Mãe Stella: “O tempo leva o que não se escreve”

A cadeira nº 33 da Academia de Letras da Bahia (ALB), cujo patrono é Castro Alves, passa a partir de agora a ser ocupada por uma nobre personalidade, Maria Stella de Azevedo Santos, a mãe Stella de Oxóssi, ialorixá do terreiro Ilê Axé Opô Afonjá. Enfermeira de formação, é autora de cinco livros que tratam da herança cultural africana e sua interpretação. Por seu trabalho, ganhou o prêmio jornalístico Estadão em 2001, recebeu o título de Doutor Honoris Causa pela Universidade do Estado da Bahia (Uneb), em 2009, e da Universidade Federal da Bahia, em 2005. Foi agraciada com a Comenda Maria Quitéria (Prefeitura de Salvador), Ordem do Cavaleiro (Governo da Bahia) e Ordem do Mérito Cultural do Ministério da Cultura.

Marjorie Moura – O candomblé é conhecido pela oralidade, pela transmissão dos conhecimentos de forma oral.  A senhora rompeu esta tradição ao escrever sobre a tradição africana. Como se sente diante deste reconhecimento com sua eleição para a ALB?

Mãe Stella – Vejo tudo isso como uma evolução, uma grande evolução. O povo vai crescendo, se conscientizando  sobre a verdade de nossa cultura e chegamos aqui. Os praticantes da religião do candomblé eram vistos como analfabetos pela sociedade porque falavam outra língua e vinham de um novo mundo. O destino da escravidão nos trouxe ao Brasil e nossa cultura e tradição vieram junto e sobreviveram a tudo. Hoje isso é reconhecido na academia como um legado que não pode ser dissociado da cultura brasileira.

Marjorie Moura – Inclusive até palavras desta língua que era desconhecida fazem parte hoje de nosso vocabulário…

Mãe Stella – É claro, assim como as palavras indígenas também foram incorporadas ao nosso dia a dia. Assim com tem gente que fala palavras estrangeiras. A cultura é assim, cheia de influências que vêm de todos os lados.

Marjorie Moura – O fato de a senhora ter sido escolhida para ocupar a cadeira cujo patrono é Castro Alves e que teve como último ocupante o professor Ubiratan Castro tem um significado especial?

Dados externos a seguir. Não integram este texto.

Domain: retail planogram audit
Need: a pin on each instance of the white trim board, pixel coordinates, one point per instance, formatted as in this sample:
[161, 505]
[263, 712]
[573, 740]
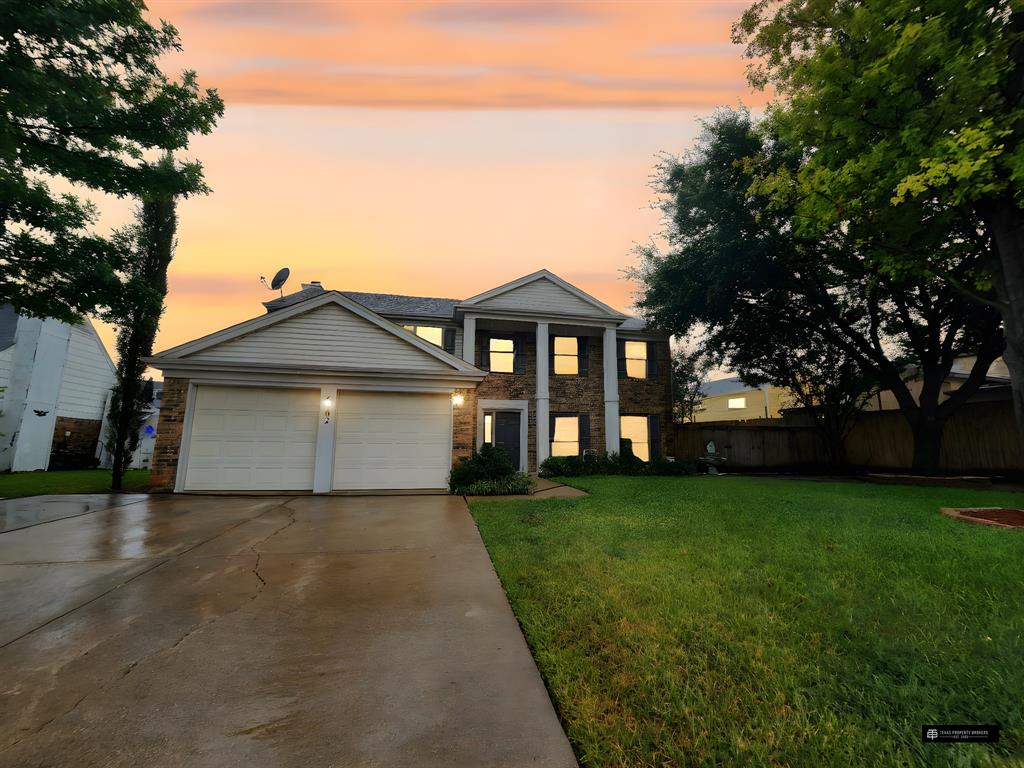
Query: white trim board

Mãe Stella – Nada poderia ser mais especial. Castro Alves tem uma poesia vigorosa e foi uma das primeiras vozes no Brasil a se levantar contra a escravidão. A força dos versos de “Navio Negreiro” calou fundo na sociedade brasileira ao reconhecer nos escravos africanos pessoas iguais a qualquer outra. Depois, a contribuição do professor Ubiratan  Castro para a preservação de nossa cultura. Diante disso, ninguém nunca pensaria que uma mãe de santo poderia chega a ocupar este posto. Isso mudou pela nossa luta, mas também por meus livros, porque o que a gente não escreve o tempo leva.

Marjorie Moura – Seus títulos lhe levaram a esta eleição?

Mãe Stella – Com certeza, mas os títulos, e foram muitos, são muito justos e resultado de muito trabalho. A gente se entregou muito, se empenhou muito para chegar até aqui.

Marjorie Moura – Tem gente sonhando com cânticos de suas filhas de santo e toques de atabaques em sua posse. Falaram até que Jorge Amado ficaria feliz em assistir. Ela já foi marcada?

Mãe Stella – A posse vai depender da academia e ainda não foi marcada porque estas cerimônias têm seu ritmo próprio e não sei como vai ser a organização. Mas é certo que o evento pode ter algum toque da religião africana porque ela é muito forte e vai agradar a muita gente, não é? (risos).